El tránsito

Eduardo Jordá

Los límites de la codicia

UNO de los problemas más graves de la izquierda europea es la pérdida del sentido de la realidad. Y el problema es grave porque esa izquierda desconcertada y a veces delirante le está poniendo las cosas muy fáciles a los demagogos y a los sinvergüenzas (y pido perdón por la redundancia). Cuando ya no existen límites para la codicia de algunos empresarios y especuladores, cuando hay gente que se cree con derecho a hacer lo que le dé la gana sólo porque tiene dinero y ganas de exhibirlo, y cuando cualquier perturbado se cree autorizado a imponer sus caprichos porque los considera derechos invulnerables que le deben ser garantizados por toda la sociedad, sería bueno que hubiera una izquierda lúcida que hiciera algo más que tocar los bongós en una acampada solidaria con Cuba y con Venezuela, casi siempre financiada, por cierto, con dinero público de la corrupta y decadente Unión Europea.

Ya es hora de que la izquierda abandone el territorio irreal de los mitos y se atreva a meterse en las arenas movedizas de la realidad. Sería bueno, por ejemplo, que en vez de esgrimir conceptos abstractos que en realidad no significan nada (conciencia colectiva, solidaridad con el Tercer Mundo, antiglobalización), resucitara las viejas virtudes de los estoicos, en las que quizá cabe todo eso que conocemos como humanismo: la cordura, por ejemplo, de saber controlar la ambición social y el deseo de poseer cosas y más cosas que no sirven para nada. Y la prudencia, con su compañera inseparable, la austeridad. Y la comprensión (que no es más que la vieja indulgencia). Y la alegría que surge del orgullo de saber resistirse a la codicia.
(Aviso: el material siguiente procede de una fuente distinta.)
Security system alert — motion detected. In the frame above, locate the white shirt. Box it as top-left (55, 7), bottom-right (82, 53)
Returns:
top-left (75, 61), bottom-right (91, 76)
Ya es hora de darse cuenta de que negarse a regalarle un móvil a un niño de diez años, o controlar los programas de televisión que ve, y razonarle por qué no debe verlos, es mucho más importante que cualquier vacuo discurso solidario.

Sería bueno que la izquierda abando-nara de una vez esa obsesión por las lenguas minoritarias que la hace ponerse a cuatro patas frente a la ikurriña y la bandera catalana. A la izquierda le sobran filólogos y ex seminaristas y le hacen falta pensadores y moralistas (¿dónde hay un Orwell, dónde hay un Camus, dónde hay una Simone Weil?). Y a la izquierda le hace falta menos histerismo sobre la Guerra Civil (que terminó, no conviene olvidarlo, hace setenta años), y más perspicacia a la hora de juzgar esta sociedad. No podemos aceptar que las únicas reglas que existan en este mundo sean la codicia y el capricho, la violencia y la chulería, la exhibición bochornosa de la riqueza y la idolatría del lujo. Se puede vivir de otro modo. Se debe vivir de otro modo. Y la izquierda haría bien en darse cuenta de ello.